The current focus is mostly from the lens of economic loss or productivity loss. This is important for business but it is not enough for society; a holistic and gendered approach is missing from this narrative. The need is to recognise that extreme heat is a slow-burner climate event. Unlike other extreme events, heat waves do not come in a specific time capsule but build over time and unleash in episodes. The body is pushed to its limits and quickly impacts a person’s emotional state. Currently, heat waves are not recognised as a national disaster which creates issues for funding programmes under State Disaster Mitigation Fund and National Disaster Mitigation Fund.

Plans and more plans. But what’s next?
Most of urban governance and public health discourse de-links extreme heat stress and its gendered impact. The one-size-fits-all approach and argument in the public health system and climate action plans is limiting and inadequate for women. Though Heat Action Plans (HAPs) have been getting attention lately, they rarely represent the unequal impact on women and other genders, or respond to their needs.
Through HAC, we noticed how the conversation on heat is technical and focuses on action plans which do not have enough funding.[9] Additionally, they do not have a needs assessment for the most impacted groups. Beena Johnson, general secretary of the National Campaign on Dalit Human Rights, was on point when she told the media that “the Heat Action Plans formulated at state, city and district levels do not take the impact on vulnerable caste groups into account,”[10]
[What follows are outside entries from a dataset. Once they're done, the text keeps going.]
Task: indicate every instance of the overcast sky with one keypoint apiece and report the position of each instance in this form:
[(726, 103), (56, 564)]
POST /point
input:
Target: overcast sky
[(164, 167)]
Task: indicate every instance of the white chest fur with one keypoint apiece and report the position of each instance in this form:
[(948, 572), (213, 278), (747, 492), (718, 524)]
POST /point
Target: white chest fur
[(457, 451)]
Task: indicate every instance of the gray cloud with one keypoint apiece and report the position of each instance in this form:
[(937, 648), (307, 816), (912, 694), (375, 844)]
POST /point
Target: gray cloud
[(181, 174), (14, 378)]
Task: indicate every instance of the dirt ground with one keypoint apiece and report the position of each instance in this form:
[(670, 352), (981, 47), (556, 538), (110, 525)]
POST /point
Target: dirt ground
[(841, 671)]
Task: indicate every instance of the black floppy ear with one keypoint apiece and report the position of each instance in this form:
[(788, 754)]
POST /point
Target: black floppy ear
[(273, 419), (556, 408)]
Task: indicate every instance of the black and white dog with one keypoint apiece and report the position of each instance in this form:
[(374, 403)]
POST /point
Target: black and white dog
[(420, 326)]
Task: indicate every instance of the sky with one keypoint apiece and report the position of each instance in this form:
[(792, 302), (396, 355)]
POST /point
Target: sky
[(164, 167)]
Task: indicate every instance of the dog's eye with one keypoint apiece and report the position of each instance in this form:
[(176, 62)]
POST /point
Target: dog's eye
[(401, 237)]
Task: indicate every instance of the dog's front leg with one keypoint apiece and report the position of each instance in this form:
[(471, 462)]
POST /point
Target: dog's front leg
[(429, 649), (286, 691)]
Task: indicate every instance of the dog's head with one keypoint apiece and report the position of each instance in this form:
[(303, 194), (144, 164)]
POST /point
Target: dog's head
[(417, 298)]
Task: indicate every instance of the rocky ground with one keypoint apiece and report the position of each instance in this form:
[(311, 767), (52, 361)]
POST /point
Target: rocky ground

At HAC, one of our focus points is to look at solutions to climate events like heat with different lenses from the usual – lenses of gender and marginalisation. HAC joined forces with the Amazon India Workers Association in writing to the Haryana government protesting the inhuman treatment of workers at the company’s Manesar unit where they were not even allowed toilet breaks. HAC has, organically, attracted women and queer people on the issue from the creative arts, policy, law, research, IT and many streams.
Our next steps will focus on public accountability of heat, by gathering data through means of Right to Information and other formal written submissions, collaborating with stakeholder groups of labour, women, and the youth where we can amplify messages and mindfully co-create interventions on heat impacts. We are also building an open resource and knowledge centre online, which includes webinars with experts on heat from Telangana, Tamil Nadu, and potentially Maharashtra.
HAC wants to foreground the gender-heat intersection in conversations, in public discourse (like this essay), in policy evaluations, in action-taken reviews not because it is the only one but because it deserves all the attention possible. We want to propagate the idea of placing people’s well-being at the centre of heat mitigation measures, rather than only providing infrastructure or technical measures, both by state and non-state organisations – the well-being of women and other genders, of society itself.
Sarita Fernandes is a climate policy expert that focuses her work on the intersections of climate change with land use, gender and food.
Ruhie Kumar is an independent climate campaigner focusing on impactful climate narratives which are rooted in empathy, care and action.
HAC is volunteer run, a group of interested, curious and caring minds and hearts who are exhausted by the state of things, but we are also finding the spark together to channelise our anger, rage and sometimes helplessness into something meaningful, where the end goal is justice and care for all.